China is bringing in its first inspection standard for Sudan I after the recent discovery of the cancer-causing dye in a number of food products in China.
Li Changjiang, the director of the General Administration of Quality Supervision, Inspection and Quarantine, said that there is currently no testing for the toxic dye and government departments are to blame for the lack.
"Some of the current standard levels are low. For some substances like Sudan I, we don't even have inspection standards," said Li.
According to a report from the Heinz Meiweiyuan (Guangzhou) Food Co., whose chili products were found to contain Sudan I, its products meet all the current national inspection criteria.
China will put in place inspection standards for Sudan I similar to those used by the European Union. The Standardization Administration is working on an official national standard, which is expected to come out next month.
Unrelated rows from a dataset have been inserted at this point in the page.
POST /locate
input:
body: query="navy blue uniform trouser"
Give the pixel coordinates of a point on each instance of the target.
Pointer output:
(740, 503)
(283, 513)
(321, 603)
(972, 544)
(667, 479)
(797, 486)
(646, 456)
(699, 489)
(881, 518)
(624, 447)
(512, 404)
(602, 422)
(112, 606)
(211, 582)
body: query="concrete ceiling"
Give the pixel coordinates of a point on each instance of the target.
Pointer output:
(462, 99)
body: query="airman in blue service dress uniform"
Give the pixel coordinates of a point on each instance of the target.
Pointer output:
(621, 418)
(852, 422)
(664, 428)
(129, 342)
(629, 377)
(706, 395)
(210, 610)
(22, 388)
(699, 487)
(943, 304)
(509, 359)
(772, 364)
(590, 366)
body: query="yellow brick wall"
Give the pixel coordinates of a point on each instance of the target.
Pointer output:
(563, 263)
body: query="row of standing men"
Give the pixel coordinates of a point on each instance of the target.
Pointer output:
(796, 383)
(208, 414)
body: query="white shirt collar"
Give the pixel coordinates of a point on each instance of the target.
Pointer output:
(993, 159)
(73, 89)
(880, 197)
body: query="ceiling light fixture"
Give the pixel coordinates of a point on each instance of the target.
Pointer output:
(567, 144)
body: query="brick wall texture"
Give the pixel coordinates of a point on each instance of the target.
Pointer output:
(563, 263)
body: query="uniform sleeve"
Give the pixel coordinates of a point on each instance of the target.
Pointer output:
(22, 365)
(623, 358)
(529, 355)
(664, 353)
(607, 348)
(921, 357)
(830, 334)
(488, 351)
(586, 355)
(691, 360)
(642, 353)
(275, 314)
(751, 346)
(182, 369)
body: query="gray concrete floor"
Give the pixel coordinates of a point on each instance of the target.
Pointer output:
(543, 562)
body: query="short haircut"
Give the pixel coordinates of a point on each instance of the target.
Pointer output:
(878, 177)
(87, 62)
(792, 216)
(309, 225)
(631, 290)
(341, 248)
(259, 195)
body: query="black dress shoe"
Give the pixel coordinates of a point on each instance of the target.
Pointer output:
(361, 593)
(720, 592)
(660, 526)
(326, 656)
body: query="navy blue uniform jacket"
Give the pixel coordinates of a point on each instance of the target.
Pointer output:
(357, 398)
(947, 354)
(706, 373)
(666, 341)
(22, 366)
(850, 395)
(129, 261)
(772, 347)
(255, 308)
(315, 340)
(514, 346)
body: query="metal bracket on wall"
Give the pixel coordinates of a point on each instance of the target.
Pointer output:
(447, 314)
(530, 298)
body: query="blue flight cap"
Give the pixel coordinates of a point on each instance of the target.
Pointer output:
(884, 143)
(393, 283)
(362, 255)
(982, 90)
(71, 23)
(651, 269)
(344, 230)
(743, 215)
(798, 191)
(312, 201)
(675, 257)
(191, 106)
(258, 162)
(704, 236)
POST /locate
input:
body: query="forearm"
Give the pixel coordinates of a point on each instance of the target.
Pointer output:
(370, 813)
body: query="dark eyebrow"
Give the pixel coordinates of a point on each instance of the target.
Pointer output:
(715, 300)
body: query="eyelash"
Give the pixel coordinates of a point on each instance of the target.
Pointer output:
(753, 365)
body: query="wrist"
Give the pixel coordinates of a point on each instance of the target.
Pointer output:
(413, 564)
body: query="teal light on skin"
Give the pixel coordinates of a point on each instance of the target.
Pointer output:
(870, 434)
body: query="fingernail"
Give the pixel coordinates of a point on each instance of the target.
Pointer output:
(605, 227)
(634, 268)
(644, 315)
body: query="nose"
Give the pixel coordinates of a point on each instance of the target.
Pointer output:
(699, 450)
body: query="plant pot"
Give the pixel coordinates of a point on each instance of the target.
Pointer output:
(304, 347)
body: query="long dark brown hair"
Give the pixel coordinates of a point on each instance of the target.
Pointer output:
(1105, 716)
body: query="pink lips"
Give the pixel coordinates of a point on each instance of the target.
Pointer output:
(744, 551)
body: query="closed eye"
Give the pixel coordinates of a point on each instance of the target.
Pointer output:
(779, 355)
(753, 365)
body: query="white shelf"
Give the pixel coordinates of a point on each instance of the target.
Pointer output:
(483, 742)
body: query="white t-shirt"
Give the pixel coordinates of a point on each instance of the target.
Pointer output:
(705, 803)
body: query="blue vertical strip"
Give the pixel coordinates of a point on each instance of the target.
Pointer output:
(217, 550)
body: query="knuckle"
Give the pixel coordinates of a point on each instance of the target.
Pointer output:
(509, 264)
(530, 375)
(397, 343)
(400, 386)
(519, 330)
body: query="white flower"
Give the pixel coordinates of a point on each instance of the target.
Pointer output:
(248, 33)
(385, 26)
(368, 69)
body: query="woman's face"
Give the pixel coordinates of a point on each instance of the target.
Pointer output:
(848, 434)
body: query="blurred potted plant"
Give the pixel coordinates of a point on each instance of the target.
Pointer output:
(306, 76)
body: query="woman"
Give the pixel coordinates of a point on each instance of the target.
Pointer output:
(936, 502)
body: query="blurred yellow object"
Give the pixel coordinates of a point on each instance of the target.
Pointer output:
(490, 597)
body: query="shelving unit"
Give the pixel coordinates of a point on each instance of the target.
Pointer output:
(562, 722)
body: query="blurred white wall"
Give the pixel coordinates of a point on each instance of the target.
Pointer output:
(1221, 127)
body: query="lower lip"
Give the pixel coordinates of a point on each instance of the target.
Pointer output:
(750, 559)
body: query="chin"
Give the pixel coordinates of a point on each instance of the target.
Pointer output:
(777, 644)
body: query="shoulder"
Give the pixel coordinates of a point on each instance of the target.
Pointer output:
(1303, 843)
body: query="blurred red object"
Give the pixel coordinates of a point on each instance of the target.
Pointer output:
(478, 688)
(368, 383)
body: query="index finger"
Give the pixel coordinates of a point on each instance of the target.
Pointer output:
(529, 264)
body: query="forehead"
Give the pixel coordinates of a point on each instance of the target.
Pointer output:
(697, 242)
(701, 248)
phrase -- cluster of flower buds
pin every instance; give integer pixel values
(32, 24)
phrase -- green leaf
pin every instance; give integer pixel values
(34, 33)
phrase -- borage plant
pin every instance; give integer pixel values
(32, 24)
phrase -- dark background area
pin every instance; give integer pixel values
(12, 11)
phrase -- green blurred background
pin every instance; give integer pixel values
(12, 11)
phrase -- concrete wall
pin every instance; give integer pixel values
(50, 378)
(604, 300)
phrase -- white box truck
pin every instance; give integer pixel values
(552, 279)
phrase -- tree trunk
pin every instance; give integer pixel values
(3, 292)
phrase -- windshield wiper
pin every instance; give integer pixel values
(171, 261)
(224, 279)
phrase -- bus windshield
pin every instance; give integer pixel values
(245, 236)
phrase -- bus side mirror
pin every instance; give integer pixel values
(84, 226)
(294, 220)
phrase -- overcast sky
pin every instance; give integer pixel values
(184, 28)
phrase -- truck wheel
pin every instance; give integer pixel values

China began inspections for Sudan I in late February, following the European scare. KFC, a Heinz subsidiary and many established Chinese food manufacturers have been found to have used the carcinogenic industrial dye.
Sudan I was identified as a cancer-causing substance in 1995 and has been banned in China since 1996. But in the absence of an official inspection standard for the substance, there has been no testing for nearly a decade.
Even in products for which inspection standards exist, food safety has become a matter of growing concern. According to a March 26 China Daily report, the State Administration of Industry and Commerce (SAIC) reported earlier this month that in 2004, it handled 110,000 food safety cases. In the process, it discovered 920 million yuan (US$111 million) worth of counterfeit and substandard goods.
In the same year, the national inspection administration tested 2,000 food samples and found 20 percent of them were below the state-imposed quality standards.